You should post your Ice Cream Recipe as it must be better than my ice cream I made last week that had milk in it. I have some heavy whipping cream now, and the cuisinart ice cream freezer tub is in the deep freeze ready for some ingredients...
1 pint heavy cream, 1 pint whole milk. Scald the milk. Be careful, this is the part where you can burn the house down.
In a mixing bowl, put 2 cups sugar and 8 egg yolks. Mix well. SLOWLY pour in 1/3 of the hot cream/milk while whisking (This is where you can make scrambled eggs if you aren't careful). When the eggs are tempered, slowly pour the egg/sugar/liquid back into the pan, whisking to keep from making scrambled eggs. Return to medium heat, whisking until the mixture thickens to coat the whisk heavily.
Strain the mixture through a fine strainer, and completely cool.
Freeze per normal. After freezing in the ice cream freezer, I put it in the freezer and allow to harden, and transfer to a quart container.
Makes a little over a quart.
That recipe is difficult to do without scrambling the eggs, but it's worth the effort.
/johnny
/johnny
Oooh, that’s a gelato recipe...way better than ice cream.
I am making oink, oink pig noises right now...
/johnny
Well, maybe, it's frozen custard. Sounds heavenly. BTW, I don't take any meds...But I might need to after eating that.

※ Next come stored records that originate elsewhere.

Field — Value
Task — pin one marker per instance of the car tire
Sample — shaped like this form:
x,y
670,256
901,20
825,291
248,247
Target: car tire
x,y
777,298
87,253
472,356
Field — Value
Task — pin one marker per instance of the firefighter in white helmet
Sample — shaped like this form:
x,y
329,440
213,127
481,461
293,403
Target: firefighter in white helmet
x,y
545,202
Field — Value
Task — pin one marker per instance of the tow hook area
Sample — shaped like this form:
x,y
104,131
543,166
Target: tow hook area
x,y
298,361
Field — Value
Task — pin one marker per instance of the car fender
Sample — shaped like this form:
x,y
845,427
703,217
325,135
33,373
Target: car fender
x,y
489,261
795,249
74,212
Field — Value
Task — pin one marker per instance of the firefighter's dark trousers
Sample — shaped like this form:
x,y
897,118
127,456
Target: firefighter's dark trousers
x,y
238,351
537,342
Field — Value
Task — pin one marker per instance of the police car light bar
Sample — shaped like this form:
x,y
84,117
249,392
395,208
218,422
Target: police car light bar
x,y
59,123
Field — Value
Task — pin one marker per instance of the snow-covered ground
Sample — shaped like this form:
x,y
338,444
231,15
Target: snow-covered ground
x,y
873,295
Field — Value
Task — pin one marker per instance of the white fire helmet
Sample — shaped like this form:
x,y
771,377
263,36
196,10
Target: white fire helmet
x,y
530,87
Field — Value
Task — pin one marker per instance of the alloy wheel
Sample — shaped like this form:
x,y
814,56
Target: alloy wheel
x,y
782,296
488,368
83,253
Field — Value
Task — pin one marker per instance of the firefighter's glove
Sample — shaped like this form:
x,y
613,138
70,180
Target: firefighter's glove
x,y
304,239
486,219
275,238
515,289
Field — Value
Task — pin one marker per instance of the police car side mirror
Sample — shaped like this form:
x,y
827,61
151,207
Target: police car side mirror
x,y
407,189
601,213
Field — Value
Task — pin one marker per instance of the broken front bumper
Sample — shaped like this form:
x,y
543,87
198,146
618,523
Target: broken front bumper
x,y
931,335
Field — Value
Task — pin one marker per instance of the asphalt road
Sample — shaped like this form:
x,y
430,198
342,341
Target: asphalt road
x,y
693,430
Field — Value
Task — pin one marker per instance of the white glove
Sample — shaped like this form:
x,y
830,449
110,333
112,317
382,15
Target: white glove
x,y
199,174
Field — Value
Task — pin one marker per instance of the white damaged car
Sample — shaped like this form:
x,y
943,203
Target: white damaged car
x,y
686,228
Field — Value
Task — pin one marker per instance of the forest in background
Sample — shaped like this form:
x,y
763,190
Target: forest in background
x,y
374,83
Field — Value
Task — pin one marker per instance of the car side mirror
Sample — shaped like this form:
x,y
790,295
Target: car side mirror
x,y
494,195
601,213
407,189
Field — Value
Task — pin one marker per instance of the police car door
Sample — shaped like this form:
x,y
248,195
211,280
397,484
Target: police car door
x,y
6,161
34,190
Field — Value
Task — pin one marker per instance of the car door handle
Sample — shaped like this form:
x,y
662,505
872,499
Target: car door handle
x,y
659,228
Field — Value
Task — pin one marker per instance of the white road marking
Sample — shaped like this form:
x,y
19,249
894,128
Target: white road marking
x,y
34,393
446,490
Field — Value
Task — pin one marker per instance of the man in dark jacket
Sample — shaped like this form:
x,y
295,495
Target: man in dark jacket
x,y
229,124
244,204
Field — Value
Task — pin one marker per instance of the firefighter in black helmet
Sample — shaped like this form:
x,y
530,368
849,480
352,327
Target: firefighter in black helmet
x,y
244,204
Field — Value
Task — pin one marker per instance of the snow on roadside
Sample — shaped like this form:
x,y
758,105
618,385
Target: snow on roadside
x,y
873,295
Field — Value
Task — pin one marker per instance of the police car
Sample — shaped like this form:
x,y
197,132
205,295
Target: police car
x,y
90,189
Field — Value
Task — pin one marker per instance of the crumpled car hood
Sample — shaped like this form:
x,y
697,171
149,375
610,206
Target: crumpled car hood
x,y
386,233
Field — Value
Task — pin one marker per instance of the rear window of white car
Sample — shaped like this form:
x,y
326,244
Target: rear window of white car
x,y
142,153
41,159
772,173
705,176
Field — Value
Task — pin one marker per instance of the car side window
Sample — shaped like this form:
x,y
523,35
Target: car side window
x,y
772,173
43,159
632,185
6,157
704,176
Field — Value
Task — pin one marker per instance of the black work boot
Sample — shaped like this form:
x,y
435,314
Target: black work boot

Looks like you have quite a production line going on the paprika.
/johnny
Sometimes 'sunscald' will stain on both fruits and stems , although it may be more tan colored than taupe
the only correction/ assist might be shade cloth.
and provide more water.
Arrrrgh! You have pumpkins too?
A young lady who participates in our framers market came in with two large pumpkins. She only lives 40 miles from me. My vines have just started spreading out. They're about 12 inches long.
Wow. That’s great news. Everyone needs a particularly good year now and then I think.
LOL. Well.....mmmhhh.
Granny traded the farm for a little house in a small town close to a relative, and some money to boot, after grandpa passed away.
She still had some berries and grapes and made jelly, but not much gardening at all, as the yard was quite small. The house had a washer and dryer in a utility area, and an indoor bathroom and tub, as well as modern heating system.
The farm house never had an indoor bathroom, and only cold running water, and wood heat. She did her laundry in town at her mother’s house on an old wringer washer, and hung them out to dry.
Grandpa always chopped down the trees and split the wood, and so much more that she really didn’t feel she could manage there on her own.
Indeed, those were some really nice pics too - don’t you think?
I’m growing these BLACK tomatoes. No kidding, they are black!
Problem is, how do I know if they’re ripe? They are kinda hard, but getting much bigger than tomatoes when they first start...
I can tell you about a quick and easy batter for dipping and frying stuff, and of course you could always add a little spice to your tastes.
Just take some flour and add any kind of white wine to the thickness you like. This makes an excellent batter that is quite lite, tasty, and yet doesn't overwhelm the veggie.
This trick is courtesy of food network and traces back to Chef Bartelli(?? spelling).